The wave number of the first emission line in the Balmer series of H-Spectrum is : (R = Rydberg constant)

The wave number for a spectral line in the hydrogen spectrum is given by the Rydberg formula:

$$\bar{\nu} = R \left( \frac{1}{n_1^2} - \frac{1}{n_2^2} \right)$$

where $$\bar{\nu}$$ is the wave number, $$R$$ is the Rydberg constant, $$n_1$$ is the lower energy level, and $$n_2$$ is the higher energy level.

For the Balmer series, the electron transitions end at the $$n = 2$$ level. Therefore, $$n_1 = 2$$. The first emission line corresponds to the smallest energy transition, which is from the next higher level, $$n_2 = 3$$, down to $$n_1 = 2$$.

Substituting $$n_1 = 2$$ and $$n_2 = 3$$ into the formula:

$$\bar{\nu} = R \left( \frac{1}{2^2} - \frac{1}{3^2} \right)$$

Calculate the squares: $$2^2 = 4$$ and $$3^2 = 9$$, so:

$$\bar{\nu} = R \left( \frac{1}{4} - \frac{1}{9} \right)$$

To subtract these fractions, find a common denominator.
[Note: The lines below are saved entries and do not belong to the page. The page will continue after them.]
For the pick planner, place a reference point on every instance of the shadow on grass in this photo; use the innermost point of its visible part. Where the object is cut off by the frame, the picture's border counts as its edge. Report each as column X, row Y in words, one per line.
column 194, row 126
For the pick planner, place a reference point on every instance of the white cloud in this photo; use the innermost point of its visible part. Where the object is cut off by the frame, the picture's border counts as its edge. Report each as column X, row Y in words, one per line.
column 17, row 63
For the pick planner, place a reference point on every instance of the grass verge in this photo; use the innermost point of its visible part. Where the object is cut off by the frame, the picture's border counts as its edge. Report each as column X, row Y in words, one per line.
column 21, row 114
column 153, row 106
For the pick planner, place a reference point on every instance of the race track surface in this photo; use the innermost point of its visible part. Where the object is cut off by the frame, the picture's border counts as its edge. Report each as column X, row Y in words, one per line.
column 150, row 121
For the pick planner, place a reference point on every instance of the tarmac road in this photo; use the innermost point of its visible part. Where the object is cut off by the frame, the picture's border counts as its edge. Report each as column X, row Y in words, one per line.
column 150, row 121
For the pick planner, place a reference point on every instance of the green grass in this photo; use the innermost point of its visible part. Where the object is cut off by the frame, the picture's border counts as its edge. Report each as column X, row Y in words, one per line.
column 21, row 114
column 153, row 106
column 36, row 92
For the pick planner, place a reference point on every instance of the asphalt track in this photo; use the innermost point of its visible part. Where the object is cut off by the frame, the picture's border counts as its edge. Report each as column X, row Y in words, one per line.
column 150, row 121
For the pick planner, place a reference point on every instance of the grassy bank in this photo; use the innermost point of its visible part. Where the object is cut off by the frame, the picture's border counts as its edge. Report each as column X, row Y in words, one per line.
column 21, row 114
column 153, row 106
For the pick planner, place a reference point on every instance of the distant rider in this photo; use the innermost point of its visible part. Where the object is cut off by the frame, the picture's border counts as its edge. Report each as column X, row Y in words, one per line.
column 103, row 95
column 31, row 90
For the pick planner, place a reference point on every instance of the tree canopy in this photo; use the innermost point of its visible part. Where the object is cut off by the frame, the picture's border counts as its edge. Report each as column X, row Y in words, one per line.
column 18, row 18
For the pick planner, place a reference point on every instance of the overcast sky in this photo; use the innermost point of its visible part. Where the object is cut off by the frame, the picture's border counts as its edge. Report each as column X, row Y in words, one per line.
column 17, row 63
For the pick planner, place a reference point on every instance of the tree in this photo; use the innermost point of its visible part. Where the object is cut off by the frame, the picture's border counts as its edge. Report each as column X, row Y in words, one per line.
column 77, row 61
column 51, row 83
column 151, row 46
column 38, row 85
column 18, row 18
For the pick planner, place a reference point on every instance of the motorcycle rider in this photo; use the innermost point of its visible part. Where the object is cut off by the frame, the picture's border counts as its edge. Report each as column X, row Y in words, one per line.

The least common multiple of 4 and 9 is 36. Rewrite each fraction:

$$\frac{1}{4} = \frac{9}{36}, \quad \frac{1}{9} = \frac{4}{36}$$

Now subtract:

$$\frac{9}{36} - \frac{4}{36} = \frac{5}{36}$$

Therefore:

$$\bar{\nu} = R \times \frac{5}{36} = \frac{5}{36}R$$

Comparing with the options, $$\frac{5}{36}R$$ corresponds to option A.

Hence, the correct answer is Option A.